Mathias didn't seem to notice, though. "Maybe there isn't a way," he said. "Maybe all we can do is wait and hope and endure for as long as we're able. The food will run out. Our bodies will fail. And the vine will do whatever it's going to do."

Jeff sat for a moment, examining Mathias's face. Like the rest of them, he looked shockingly depleted. The skin on his nose and forehead was beginning to peel; there was a gummy paste clinging to the corners of his mouth. His eyes were shadowed. But within this deterioration there nonetheless appeared to be some remaining reservoir of strength, which no one else, including Jeff, seemed to possess. He looked calmer than the rest of them, oddly composed, and it suddenly struck Jeff how little he actually knew about the German. He'd grown up in Munich; he'd gotten his tattoo during a brief service in the army; he was studying to become an engineer. And that was all. Mathias was generally so silent, so retiring; it was easy to convince yourself that you knew what he was thinking. But now, talking with him at such length for the first time, Jeff felt as if the German were changing moment by moment before his eyes-revealing himself-and he was proving to be far more forceful than Jeff ever would've guessed: steadier, more mature. Jeff felt small beside him, vaguely childish.
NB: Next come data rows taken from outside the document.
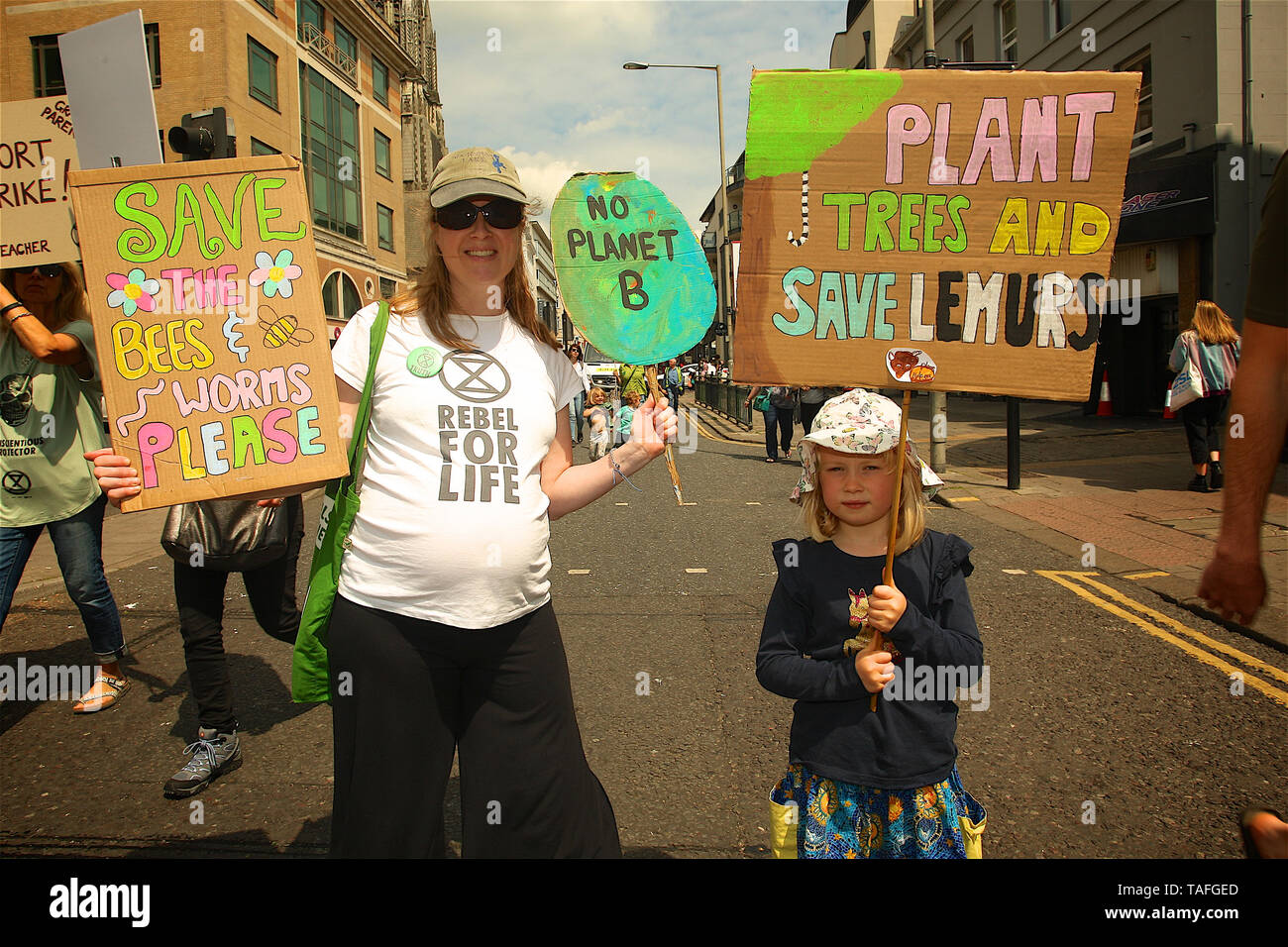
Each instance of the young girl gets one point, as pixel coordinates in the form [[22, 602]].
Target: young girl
[[596, 412], [625, 415], [870, 784]]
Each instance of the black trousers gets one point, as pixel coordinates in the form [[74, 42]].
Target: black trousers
[[407, 693], [809, 411], [1203, 419], [200, 594]]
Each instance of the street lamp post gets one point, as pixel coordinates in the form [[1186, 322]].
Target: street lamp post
[[722, 230]]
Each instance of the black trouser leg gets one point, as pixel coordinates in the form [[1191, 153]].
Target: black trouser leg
[[200, 595]]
"You have this phrase in English, don't you? A chicken whose head has been chopped off?" Mathias used two fingers to mime running about in circles.

Jeff nodded.

"We're all becoming weaker, and that's only going to get worse. So don't waste yourself on unessentials. Don't walk when you can sit. And don't sit when you can lie down. Understand?"
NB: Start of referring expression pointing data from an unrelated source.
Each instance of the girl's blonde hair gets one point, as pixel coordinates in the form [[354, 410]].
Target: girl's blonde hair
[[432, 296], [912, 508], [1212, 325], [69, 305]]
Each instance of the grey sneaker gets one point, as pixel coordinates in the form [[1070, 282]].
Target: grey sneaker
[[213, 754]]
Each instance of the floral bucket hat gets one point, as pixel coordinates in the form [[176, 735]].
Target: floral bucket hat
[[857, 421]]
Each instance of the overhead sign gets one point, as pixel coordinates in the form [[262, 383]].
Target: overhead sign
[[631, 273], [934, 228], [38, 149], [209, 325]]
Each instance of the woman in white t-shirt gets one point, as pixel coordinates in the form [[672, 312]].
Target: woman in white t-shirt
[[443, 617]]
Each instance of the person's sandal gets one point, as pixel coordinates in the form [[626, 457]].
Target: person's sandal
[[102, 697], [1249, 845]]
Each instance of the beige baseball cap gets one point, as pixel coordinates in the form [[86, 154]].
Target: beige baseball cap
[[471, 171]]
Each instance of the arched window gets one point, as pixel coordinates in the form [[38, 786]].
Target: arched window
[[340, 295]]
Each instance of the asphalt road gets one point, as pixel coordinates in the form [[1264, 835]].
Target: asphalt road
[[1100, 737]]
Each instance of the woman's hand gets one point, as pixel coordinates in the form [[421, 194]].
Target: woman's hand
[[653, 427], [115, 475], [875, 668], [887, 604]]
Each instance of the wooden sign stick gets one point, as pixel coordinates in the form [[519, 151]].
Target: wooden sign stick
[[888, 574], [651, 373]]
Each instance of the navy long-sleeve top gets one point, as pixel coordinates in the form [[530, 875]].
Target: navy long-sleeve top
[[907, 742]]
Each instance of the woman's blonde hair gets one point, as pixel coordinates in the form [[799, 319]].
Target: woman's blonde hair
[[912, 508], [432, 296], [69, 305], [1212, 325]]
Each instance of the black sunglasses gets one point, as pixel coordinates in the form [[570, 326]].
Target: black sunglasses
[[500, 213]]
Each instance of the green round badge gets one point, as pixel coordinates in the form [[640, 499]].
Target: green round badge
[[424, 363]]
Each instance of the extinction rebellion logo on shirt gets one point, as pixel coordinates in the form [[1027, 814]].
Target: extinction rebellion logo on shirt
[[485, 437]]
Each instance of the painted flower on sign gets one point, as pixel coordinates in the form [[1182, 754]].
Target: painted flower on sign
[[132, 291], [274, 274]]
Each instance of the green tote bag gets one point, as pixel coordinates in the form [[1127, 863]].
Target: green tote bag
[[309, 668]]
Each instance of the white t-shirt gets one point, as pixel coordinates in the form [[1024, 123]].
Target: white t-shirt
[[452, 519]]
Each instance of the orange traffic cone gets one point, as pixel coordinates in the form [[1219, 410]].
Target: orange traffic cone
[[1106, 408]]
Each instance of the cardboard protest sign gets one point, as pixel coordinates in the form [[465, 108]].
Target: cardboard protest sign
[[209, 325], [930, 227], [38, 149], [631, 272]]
The Mayan boy had reappeared while they were talking, the tiny one. He was sitting beside the campfire now, practicing his juggling. The Mayan men were laughing at his efforts, offering what seemed to be advice and commentary.

Mathias nodded toward them. "What did your guidebook say about these people?"
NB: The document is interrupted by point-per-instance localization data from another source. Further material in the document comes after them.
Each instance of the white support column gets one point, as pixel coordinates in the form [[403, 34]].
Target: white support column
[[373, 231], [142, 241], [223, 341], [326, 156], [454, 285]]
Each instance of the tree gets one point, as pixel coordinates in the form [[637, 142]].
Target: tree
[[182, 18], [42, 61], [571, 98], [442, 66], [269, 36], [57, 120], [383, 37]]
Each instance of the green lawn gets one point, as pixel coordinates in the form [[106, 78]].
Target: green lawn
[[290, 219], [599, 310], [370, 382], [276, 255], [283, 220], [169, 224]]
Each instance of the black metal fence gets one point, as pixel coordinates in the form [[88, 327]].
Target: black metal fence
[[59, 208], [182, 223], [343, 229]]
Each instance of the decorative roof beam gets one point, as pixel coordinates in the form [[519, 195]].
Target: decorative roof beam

Jeff pictured the glossy pages; he could almost smell them, feel their cool, clean smoothness. The book had been full of the Mayans' past-their pyramids and highways and astrological calendars-but seemingly indifferent to their present. "Not much," he said. "It had a myth of theirs, a creation myth. That's all I remember."

"Of the world?"

Jeff shook his head. "Of people."

"Tell me."

Jeff spent a few seconds thinking back, pulling the story into order. "There were some false starts. The gods tried to use mud first, and the people they fashioned out of it talked but made no sense-they couldn't turn their heads, and they dissolved in the rain. So the gods tried to use wood. But the wooden people were bad-their minds were empty; they ignored the gods. So the whole world attacked them. The stones from their hearths shot out at their faces, their cooking pots beat them, and their knives stabbed them. Some of the wooden people fled off to the trees and became monkeys, but the others were all killed."

"And then?"

"The gods used corn-white corn and yellow corn. And water. And they made four men out of this who were perfect. Too perfect, actually, because the gods became frightened. They were worried that these creatures knew too much, that they'd have no need for gods, so they blew on them and clouded their minds. And these things of corn and water and blurred thoughts-they were the first men."

There was a roll of thunder, sounding surprisingly close. Jeff and Mathias both glanced skyward. The clouds were about to obscure the sun; any moment now it would happen. "We didn't see any monkeys," Mathias said. "Coming here through the jungle." This seemed to sadden him. "I would've liked that, wouldn't you? To have seen some monkeys?"

There was such an air of resignation to this statement, of looking back at something now forever unattainable, that it made Jeff nervous. He spoke without thinking, startling himself. "I don't want to die here."